Daarnaast wordt in de begroting rekening gehouden met een terug te vorderen bedrag van € 122.000. In totaal is in 2019 voor een bedrag van €70.000 aan vorderingen opgelegd. Dat de hoogte van de terugvorderingen achterblijft wordt veroorzaakt doordat in 2019, anders dan in voorgaande jaren, grote vorderingen zijn uitgebleven.
Diverse begrotingsafwijkingen kleiner dan € 40.000 (voordeel lasten € 12.000, voordeel baten € 11.000)
1.3 Maatwerkdienstverlening 18- (nadeel lasten € 245.000, nadeel baten € 19.000)
Het tekort op maatwerkdienstverlening 18- heeft met name te maken met een toename van het aantal cliënten, dat trajecten zwaarder en daardoor duurder worden en dat er meer jeugdhulp op het speciaal onderwijs wordt ingezet.

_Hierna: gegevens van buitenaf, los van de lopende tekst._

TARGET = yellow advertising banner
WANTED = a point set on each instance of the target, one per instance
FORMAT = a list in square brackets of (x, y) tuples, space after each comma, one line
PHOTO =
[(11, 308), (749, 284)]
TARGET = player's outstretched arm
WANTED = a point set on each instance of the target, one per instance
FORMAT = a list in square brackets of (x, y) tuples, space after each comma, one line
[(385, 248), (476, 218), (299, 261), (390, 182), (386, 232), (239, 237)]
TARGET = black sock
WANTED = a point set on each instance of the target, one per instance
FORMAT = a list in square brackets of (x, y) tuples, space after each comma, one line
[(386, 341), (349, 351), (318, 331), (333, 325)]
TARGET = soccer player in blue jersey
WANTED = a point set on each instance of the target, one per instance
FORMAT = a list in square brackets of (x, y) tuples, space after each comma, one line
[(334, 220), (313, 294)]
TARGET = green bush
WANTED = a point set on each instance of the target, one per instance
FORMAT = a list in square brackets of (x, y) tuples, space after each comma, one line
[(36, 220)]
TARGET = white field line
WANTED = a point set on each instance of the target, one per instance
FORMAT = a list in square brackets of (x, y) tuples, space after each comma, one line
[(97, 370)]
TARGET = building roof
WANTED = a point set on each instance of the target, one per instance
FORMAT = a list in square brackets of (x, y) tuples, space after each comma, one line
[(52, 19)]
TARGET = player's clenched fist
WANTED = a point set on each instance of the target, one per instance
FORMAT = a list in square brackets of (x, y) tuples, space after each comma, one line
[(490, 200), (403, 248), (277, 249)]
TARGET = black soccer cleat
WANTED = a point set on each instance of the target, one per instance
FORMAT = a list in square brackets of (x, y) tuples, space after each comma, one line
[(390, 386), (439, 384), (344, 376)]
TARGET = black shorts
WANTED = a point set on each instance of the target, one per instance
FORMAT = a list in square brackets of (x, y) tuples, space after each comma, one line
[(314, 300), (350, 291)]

Ongeveer twee derde van de jeugdhulp loopt door uit het voorgaande jaar. Dit betekent dat maximaal een derde van het budget in een jaar direct te beïnvloeden is. De invloed op deze nieuwe (en bestaande) trajecten is beperkt.
Voor de bestaande trajecten geldt dat de gemiddelde kosten per traject stijgen. Dit komt mede door een trend van de verzwaring van de problematiek (duurdere en of langere trajecten) en een bredere blik op het gezin en thuis (in plaats van alleen op het kind). Dit beeld wordt landelijk herkend.
Daarnaast viel de financiële afrekening van de korter lopende ‘niet duurzame’ trajecten uit 2019 die zijn gestart in 2018 tegen. Dit zijn trajecten die in principe korter dan 1,5 jaar duren en op een vast bedrag worden afgerekend (via de verdeling 70% bij start zorg en 30% bij einde zorg). Door de afrekening op werkelijke kosten uit 2018 (in plaats van de 70% bij start zorg) was onduidelijk hoeveel procent er bij einde zorg in 2019 afgerekend moest worden.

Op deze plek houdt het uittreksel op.